Mexico Barbaro

Mexico Barbaro

Mexico Barbaro est à la base le titre d'un essai écrit en 1908 et consacré à sensibiliser les États-Unis sur les événements qui ont eu lieu au Mexique à l'époque, décrivant l'esclavage humain pratiqué pendant le gouvernement de Porfirio Diaz. En ce qui nous concerne, il s’agit d’un film qui présente les œuvres de huit cinéastes mexicains différents, chacun se concentrant sur un aspect distinct de l'histoire et de la culture du Mexique. Mythes, légendes urbaines, horreurs modernes, traditions et superstitions sont alors traités dans des segments ayant chacun quelque chose de singulier à offrir, tout en continuant à explorer et célébrer le côté sombre du Mexique. Ainsi, des croquemitaines, des trolls, des fantômes, des monstres, des sacrifices aztèques et bien sûr le Jour des Morts et plein d’autres curiosités culturelles sont abordées pour créer un long-métrage à sketches horrifiques que d’aucuns jugeront pour le moins original.

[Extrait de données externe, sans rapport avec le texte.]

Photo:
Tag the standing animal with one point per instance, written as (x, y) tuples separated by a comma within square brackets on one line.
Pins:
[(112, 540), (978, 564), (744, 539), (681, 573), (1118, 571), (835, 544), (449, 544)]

MEXICO BARBARO | MEXICO BARBARO | 2014

Avec la prolifération récente des found footage movies, les films d'anthologie ont également fait une percée en force au cours de ces dernières années. Que vous préfériez la franchise des "V/H/S", celle des "ABC of Death" ou même celle des "All Hallows Eve", il y a eu un grand nombre de ces métrages dans le monde de l'horreur, des indépendants à petit budget aux grosses productions Hollywoodiennes grand public, allant de l'excellent au carrément pitoyable en termes de qualité cinématographique. A la différence de ses prédécesseurs, celui-ci met en images des récits tous en provenance d’un pays situé dans la partie méridionale de l’Amérique du Nord, autrement dit le Mexique. Mais comme la plupart de ses devanciers, Mexico Barbaro comporte des courts-métrages divergents n’étant liés les uns aux autres que par leur thème principal, et que nous présenterons un par un.

« Tzompantli » écrit et réalisé par Laurette Flores Bornn ouvre ce film omnibus avec l’histoire d’un journaliste à la retraite se rappelant de quand il était jeune au tout début de sa carrière. Il eut ainsi la chance de sa vie matérialisée par la possibilité d'un entretien avec un membre des cartels mexicains devant lui révéler bien des choses sur l’intérieur de ce réseau. Bien sûr, les choses ne vont pas se dérouler comme initialement prévues et l’interview va mener notre apprenti détective jusqu’à un garage où une horrible révélation l’attendra...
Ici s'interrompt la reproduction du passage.